I read an article in Journal of Pediatrics in 1984 that found that milk intake
of breastfed infants increased only slightly over the first 4 months, and since
they continued to grow well their metabolic needs must decrease. It made sense
to me and I've been going on that assumption for about the last 10 years. Now,
that's an old article, and their conclusions may not be completely correct (is
it metabolic need, better absorption of nutrients, or does the calorie content
change), but I've not seen any evidence that milk supply increases much over the
period of exclusive breastfeeding.
I find this information *really* important in dealing with working mothers.
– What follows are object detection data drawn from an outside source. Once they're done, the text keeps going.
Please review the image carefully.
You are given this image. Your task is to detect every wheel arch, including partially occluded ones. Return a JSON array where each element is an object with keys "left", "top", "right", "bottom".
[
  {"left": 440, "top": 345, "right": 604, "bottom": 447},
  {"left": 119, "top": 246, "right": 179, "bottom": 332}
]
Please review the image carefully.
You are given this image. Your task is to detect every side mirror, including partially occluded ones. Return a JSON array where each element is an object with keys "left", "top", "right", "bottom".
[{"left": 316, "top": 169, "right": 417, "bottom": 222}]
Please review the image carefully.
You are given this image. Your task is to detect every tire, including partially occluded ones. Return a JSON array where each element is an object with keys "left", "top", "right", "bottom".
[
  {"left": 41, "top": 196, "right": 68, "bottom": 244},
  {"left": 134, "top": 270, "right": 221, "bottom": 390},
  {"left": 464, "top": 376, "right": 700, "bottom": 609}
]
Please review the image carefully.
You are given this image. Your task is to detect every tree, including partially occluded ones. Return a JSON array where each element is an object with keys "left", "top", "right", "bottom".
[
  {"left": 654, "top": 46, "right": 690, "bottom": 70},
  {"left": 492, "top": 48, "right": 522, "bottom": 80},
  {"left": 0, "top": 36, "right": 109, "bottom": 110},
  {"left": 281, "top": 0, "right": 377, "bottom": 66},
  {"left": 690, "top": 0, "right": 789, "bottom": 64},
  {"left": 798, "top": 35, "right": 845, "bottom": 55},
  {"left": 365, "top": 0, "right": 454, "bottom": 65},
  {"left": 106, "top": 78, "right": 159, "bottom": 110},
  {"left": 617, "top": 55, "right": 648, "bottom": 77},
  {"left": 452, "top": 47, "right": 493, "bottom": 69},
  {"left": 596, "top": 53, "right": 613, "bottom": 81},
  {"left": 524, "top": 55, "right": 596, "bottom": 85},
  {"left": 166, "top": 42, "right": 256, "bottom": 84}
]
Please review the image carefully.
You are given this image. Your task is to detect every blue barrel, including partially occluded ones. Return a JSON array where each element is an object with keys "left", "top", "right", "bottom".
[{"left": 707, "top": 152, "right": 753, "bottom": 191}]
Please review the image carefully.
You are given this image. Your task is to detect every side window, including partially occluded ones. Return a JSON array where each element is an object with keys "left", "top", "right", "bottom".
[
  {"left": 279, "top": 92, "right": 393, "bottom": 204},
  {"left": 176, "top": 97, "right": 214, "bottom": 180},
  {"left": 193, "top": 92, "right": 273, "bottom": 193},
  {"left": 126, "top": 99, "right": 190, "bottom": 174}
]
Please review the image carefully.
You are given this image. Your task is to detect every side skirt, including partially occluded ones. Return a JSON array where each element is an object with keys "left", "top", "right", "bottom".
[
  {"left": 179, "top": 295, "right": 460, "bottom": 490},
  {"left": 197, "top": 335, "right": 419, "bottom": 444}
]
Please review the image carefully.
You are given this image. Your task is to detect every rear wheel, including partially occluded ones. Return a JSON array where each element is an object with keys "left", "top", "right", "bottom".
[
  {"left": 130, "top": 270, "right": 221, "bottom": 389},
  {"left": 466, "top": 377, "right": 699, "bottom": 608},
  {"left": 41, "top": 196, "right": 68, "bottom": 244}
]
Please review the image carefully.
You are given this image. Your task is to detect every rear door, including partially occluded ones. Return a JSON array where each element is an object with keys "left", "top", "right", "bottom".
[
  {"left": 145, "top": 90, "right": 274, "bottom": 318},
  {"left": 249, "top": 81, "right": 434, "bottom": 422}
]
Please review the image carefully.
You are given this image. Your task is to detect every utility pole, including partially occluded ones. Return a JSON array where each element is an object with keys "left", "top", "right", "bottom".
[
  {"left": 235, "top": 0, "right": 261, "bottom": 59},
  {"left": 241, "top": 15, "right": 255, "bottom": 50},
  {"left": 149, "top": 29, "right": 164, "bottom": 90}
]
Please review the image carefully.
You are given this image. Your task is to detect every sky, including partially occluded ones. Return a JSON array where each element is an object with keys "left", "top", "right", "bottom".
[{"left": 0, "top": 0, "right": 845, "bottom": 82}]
I
think it gives them a sense of relief that they're not going to somehow have to
pump greater and greater volumes of milk when they're separated, and that it's
appropriate for their baby to be having smaller volumes of breastmilk per
feeding that the ABM-fed kids with their 8 oz. bottles. I, too, find the
amounts listed on Medela's tear off sheets distressing, and won't use that sheet
because it seems so blatently inaccurate.
I also think it's interesting that there's no evidence that milk supply does
increase with "growth spurts." Even though I believed that in general milk
supply did not increase, I thought it did go up and down a bit. Like Denise
Fisher I assumed that when babies were going through a slow growth phase milk
supply dropped a bit and when they went through a fast growth phase they bumped
it up again. Doesn't seem inconsistent to me.